大流行したのが記憶に新しい「いつやるか? 今でしょ! 」というフレーズ。このように、やるべきことは可能な限り早く取り組むべきだ、というのが世の中の常識です。しかし、著者フランク・パートノイ氏はこの本の中で、それが必ずしも正しくないことを主張します。
あらゆる場面において、時短や効率が求められるこの時代。そんな中で、意思決定とタイミングを科学的に研究し、そこから見出された「先送り」の重要性について論じているセンセーショナルな一冊です。
『すべては「先送り」でうまくいく ――意思決定とタイミングの科学』 フランク・パートノイ著、上原裕美子訳 ダイヤモンド社 2013年
先送りとは、時間の制御である
先送りというと、そこから連想されるのは「仕事ができない」や「怠け者」のように、ネガティブなイメージです。しかし、先送りは、人類の歴史の中で、大きな利点をもたらしているといいます。
特に、意思決定の場面でこれは顕著。生物は通常、極めて高速な神経回路を駆使することで、外界からの刺激に対して、脳や体が性急に反応することができます。しかし、人間の場合はというと、高速な神経回路を持ち合わせながらも、心臓の拍動の変化等で神経のコントロールが行われ、性急な反応が阻止されているのだそう。そのため、反応が先送りされ、その前に「検討」というプロセスが挟まれることによって、最善の決断をすることが可能になるのです。この、先送りする能力のおかげで、今日まで人類は進化することに成功したのだと著者は言います。
「時間の節約」で被る思わぬデメリット
吉野家などの牛丼チェーンや、マクドナルドなどのハンバーガーショップでは、食べ物が提供される早さがその特徴の一つです。仕事の合間など、時間がない時にそれらの店を利用する人も多いことと思います。しかし、この時間の節約に思わぬデメリットがあると著者は言います。
なんと、こうした時短メニューが、それを食べる人の時間に対する認知をゆがめるというのです。例えば、ファストフード店を利用する人は、読書や音楽鑑賞などの、時間をかけて行う活動に対しせっかちになり、ひいてはそれらに対する満足感まで減少させてしまうのだそう。時間を作り出すための選択によって、かえって余暇が楽しめなくなってしまうという、皮肉な結果が明らかになっています。
直観の功罪
人間の思考には、とっさに働く無意識の思考「システム1」と、意識的に働く分析的な思考「システム2」があるとされます。

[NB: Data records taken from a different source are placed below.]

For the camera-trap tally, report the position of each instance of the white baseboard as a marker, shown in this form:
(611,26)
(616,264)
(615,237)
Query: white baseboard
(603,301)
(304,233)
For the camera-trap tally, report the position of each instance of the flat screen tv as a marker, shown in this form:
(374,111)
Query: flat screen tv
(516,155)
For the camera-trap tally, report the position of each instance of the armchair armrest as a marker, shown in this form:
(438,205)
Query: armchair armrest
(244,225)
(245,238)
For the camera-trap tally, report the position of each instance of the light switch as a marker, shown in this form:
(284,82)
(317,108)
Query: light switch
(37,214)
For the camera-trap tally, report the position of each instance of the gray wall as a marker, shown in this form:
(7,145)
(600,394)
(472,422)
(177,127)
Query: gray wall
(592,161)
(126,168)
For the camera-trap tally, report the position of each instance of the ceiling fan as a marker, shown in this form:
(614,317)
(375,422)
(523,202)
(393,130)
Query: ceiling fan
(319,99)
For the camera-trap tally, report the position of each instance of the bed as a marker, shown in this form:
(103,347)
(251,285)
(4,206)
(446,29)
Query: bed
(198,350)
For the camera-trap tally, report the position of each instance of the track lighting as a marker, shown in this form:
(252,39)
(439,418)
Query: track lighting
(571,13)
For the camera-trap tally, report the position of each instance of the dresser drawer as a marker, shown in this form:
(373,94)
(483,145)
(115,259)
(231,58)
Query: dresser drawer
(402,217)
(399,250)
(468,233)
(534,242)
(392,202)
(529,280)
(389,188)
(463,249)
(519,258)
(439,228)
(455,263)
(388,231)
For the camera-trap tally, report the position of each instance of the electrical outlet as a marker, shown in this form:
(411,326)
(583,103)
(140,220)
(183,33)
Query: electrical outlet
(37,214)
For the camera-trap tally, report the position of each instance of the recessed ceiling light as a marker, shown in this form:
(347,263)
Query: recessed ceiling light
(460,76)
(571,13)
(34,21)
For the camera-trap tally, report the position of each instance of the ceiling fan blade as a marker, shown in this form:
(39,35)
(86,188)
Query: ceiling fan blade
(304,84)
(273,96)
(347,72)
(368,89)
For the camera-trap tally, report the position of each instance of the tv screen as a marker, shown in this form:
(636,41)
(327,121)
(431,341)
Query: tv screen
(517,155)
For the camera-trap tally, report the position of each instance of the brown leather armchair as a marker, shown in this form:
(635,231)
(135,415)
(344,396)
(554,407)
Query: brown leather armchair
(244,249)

ある分野のエキスパートであれば、このシステム1によって、とっさの場面においても正確な判断ができると思われがちです。しかし、エキスパートであっても、これまで自分が遭遇したことのない場面においては、素人同然になってしまうのだとか。そして、エキスパートほどそのことに気付かずに自分の直観を過信し、ひどく不都合な結果をもたらすことがあるといいます。

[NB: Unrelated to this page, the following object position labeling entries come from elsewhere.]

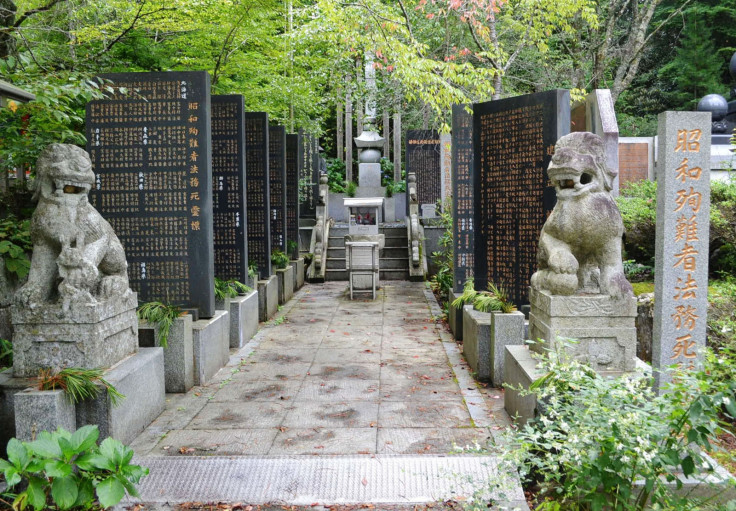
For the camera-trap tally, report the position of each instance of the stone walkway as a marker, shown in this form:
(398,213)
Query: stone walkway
(331,376)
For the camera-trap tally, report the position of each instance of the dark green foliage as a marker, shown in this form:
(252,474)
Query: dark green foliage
(161,316)
(230,288)
(78,383)
(63,470)
(279,259)
(336,175)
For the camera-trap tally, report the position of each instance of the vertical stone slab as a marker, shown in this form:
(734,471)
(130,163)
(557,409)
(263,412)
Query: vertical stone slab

1988年に、アメリカのミサイル巡洋艦が民間旅客機を敵機と間違えて撃墜し、乗客290人が死亡するという事件が発生しました。これは、エキスパートの誤った直観によってもたらされた事件の一例だとされています。
直観的な判断によるミスを防ぐには、事前の分析こそが重要である。そしてそれでも対処できない問題に対しては、手を止め、成り行きを見守ってみるしかないのだと、著者は主張します。
時間に縛られずに意思決定するために
一般的な考え方とは裏腹に、人間は稼げば稼ぐほど、時間に対するプレッシャーを感じるようになっていくということが明らかにされています。そうなると、余暇を楽しむ余裕がなくなり、ひいては生活全般の幸福度が低下してしまうのだそう。
テクノロジーの進歩により、時間の流れは速くなる一方。ますます人は意思決定にかけられる時間が少なくなり、その分、正確な判断も難しくなっていきます。経済成長やイノベーションを生み出す流れは、現代社会よりもゆっくり動いているかもしれません。思い切って一度時計を外し、時間に縛られないで生活してみることを、著者は提案しています。
*** 時間の節約やスピーディーな判断など、何かと急ぐことが美徳とされがちな現在の世の中に対し、一石を投じた一冊だといえます。この本を参考に、いい「先送り」の仕方を学べたらと思います。